REPUBLIKA.CO.ID, JAKARTA -- Menko Polhukam Djoko Suyanto membantah jika pemerintah tidak menyiapkan diri menyambut kebijakan Raja Saudi Arabia tentang amnesti untuk pekerja ilegal.
Ia menjelaskan sejak 10 April lalu, kerajaan Saudi telah mengeluarkan kebijakan amnesti tersebut.

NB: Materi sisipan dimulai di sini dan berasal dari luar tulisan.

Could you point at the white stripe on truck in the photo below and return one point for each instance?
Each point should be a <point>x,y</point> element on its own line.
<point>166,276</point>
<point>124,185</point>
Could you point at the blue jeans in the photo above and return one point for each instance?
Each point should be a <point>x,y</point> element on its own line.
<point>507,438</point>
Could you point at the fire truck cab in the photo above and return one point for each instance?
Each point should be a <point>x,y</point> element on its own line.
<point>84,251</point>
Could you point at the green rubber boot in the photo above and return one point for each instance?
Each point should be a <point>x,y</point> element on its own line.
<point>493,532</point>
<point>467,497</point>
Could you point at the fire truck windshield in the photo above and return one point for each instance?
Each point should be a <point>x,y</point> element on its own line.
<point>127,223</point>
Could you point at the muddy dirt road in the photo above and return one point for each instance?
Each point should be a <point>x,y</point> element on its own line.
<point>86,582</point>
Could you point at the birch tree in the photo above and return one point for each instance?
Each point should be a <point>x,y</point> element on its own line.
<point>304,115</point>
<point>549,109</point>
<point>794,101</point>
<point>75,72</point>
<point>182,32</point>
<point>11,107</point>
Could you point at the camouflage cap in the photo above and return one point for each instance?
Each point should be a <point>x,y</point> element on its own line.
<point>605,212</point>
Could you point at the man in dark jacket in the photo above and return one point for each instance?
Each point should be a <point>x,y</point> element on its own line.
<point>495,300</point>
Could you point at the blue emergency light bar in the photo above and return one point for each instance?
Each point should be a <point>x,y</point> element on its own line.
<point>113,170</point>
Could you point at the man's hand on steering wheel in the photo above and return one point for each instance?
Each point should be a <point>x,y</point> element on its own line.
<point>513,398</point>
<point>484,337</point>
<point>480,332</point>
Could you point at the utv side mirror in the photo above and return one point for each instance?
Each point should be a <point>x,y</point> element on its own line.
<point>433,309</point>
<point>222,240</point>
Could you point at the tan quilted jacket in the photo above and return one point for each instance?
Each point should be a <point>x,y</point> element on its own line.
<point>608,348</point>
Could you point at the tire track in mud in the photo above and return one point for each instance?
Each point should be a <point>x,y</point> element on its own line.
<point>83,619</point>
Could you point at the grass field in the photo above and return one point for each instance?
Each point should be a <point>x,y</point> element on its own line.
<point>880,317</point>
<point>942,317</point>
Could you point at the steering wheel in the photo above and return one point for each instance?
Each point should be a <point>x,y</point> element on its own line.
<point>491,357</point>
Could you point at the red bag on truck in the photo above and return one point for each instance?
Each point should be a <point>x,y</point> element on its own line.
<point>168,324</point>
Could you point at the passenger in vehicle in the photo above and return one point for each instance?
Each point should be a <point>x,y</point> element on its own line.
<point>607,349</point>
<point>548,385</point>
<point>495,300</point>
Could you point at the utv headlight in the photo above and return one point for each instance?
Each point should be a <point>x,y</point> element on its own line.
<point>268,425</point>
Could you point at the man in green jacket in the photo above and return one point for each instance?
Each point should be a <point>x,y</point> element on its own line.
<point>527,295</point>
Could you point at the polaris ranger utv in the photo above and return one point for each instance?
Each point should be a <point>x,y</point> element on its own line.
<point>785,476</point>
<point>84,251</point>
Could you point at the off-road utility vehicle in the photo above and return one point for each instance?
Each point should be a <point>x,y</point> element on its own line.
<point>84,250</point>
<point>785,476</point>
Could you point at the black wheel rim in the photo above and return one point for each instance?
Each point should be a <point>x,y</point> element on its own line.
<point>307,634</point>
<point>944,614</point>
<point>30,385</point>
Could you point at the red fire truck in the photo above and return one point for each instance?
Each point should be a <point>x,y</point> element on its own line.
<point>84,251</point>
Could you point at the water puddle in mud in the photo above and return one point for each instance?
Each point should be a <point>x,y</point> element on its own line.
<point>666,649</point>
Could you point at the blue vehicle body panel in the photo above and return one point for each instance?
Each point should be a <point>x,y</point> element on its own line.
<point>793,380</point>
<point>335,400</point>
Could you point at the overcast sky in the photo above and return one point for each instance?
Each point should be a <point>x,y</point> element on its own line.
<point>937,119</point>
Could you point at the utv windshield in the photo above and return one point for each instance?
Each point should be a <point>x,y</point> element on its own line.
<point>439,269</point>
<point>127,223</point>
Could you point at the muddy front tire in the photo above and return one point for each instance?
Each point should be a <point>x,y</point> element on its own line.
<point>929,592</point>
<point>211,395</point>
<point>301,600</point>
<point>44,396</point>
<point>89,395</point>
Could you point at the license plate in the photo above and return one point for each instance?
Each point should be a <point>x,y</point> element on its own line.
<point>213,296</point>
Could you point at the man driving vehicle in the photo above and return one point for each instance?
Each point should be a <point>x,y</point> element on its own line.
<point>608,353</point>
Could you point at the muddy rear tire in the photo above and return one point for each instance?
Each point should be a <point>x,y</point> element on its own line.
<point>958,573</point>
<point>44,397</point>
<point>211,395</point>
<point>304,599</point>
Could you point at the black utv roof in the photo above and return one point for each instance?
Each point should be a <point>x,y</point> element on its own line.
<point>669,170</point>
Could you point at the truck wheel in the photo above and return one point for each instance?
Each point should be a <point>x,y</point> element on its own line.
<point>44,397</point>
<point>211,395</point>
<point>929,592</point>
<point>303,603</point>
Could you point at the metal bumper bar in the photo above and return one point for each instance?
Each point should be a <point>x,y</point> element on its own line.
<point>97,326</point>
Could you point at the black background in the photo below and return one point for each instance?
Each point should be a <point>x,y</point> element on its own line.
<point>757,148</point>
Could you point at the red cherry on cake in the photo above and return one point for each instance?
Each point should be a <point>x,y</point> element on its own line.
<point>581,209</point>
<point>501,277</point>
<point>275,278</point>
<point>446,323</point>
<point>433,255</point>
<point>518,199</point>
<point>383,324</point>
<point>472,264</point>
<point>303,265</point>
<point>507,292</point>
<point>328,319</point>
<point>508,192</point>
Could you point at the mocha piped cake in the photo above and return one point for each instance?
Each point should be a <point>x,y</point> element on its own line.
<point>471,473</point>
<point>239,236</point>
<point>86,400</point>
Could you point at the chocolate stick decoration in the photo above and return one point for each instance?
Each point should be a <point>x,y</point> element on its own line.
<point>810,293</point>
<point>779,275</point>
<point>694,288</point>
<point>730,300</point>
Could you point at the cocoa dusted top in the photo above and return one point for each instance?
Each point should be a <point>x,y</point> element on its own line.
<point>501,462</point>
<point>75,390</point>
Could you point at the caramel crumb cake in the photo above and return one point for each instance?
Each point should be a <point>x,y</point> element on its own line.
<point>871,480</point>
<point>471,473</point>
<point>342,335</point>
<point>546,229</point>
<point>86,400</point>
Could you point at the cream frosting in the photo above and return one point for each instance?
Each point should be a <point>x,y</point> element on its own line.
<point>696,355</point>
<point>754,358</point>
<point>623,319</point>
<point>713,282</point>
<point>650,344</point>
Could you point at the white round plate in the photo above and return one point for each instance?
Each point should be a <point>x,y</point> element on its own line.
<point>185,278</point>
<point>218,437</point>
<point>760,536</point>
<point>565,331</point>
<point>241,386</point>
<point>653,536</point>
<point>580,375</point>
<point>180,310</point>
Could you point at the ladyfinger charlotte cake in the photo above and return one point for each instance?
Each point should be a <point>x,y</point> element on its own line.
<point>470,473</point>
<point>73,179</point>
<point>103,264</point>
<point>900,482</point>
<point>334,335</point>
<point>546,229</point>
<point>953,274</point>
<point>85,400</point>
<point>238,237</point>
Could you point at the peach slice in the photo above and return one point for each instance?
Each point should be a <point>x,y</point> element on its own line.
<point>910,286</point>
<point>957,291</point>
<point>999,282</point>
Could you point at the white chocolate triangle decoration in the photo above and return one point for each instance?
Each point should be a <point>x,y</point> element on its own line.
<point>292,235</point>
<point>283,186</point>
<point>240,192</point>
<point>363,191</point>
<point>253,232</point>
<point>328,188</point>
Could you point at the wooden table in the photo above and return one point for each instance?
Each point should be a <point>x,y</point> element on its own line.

Intinya, setiap warga asing yang berstatus over stay dan tidak memiliki dokumen akan dibebaskan dari segala tuntutan dan denda.
Dengan kabar tersebut, banyak WNI yang berbondong-bondong melakukan pendaftaran untuk mendapatkan Surat Perjalanan Laksana Paspor (SPLP).
"Sejak digulirkannya kebijakan itu, Kedubes dan KJRI telah melakukan persiapan untuk penertiban SPLP. Sejak 18 Mei prosesnya sudah berjalan," kata dia di kantornya, Selasa (11/6).
Ia mengatakan banyak sekali WNI di Saudi yang tidak memiliki surat keterangan atau sudah kedaluarsa. Tercatat, ada 48.260 WNI yang berstatus seperti itu.
Sedangkan setiap harinya, KJRI hanya mampu melayani sekitar 5-6 ribu saja. Karena itu, pelayanan pun berjalan cukup lama.
Pada 7 Juni lalu, lanjutnya, pemerintah mengirim tim ke Saudi untuk membantu. Tim tersebut terdiri dari pihak Kemenlu, Kemenkumham, Kemenakertrans, Dirjen Kemlu, serta BNP2TKI untuk memonitor proses tersebut.
Sayangnya, lanjut dia, proses yang semula berjalan lancar justru dirusak dengan isu yang menyebutkan kebijakan dari kerajaan Saudi berakhir pekan lalu. Isu itu yang memicu terjadinya tindakan anarkis dan menewaskan satu orang.
"Berbondong-bondong WNI datang ke KJRI, jumlahnya 2-3 kali lipat bahkan sampai mencapai 12 ribu orang. Terjadi ketidaknyamanan dan timbul aksi yang sangat kita sesalkan dan terjadi di negara lain," katanya.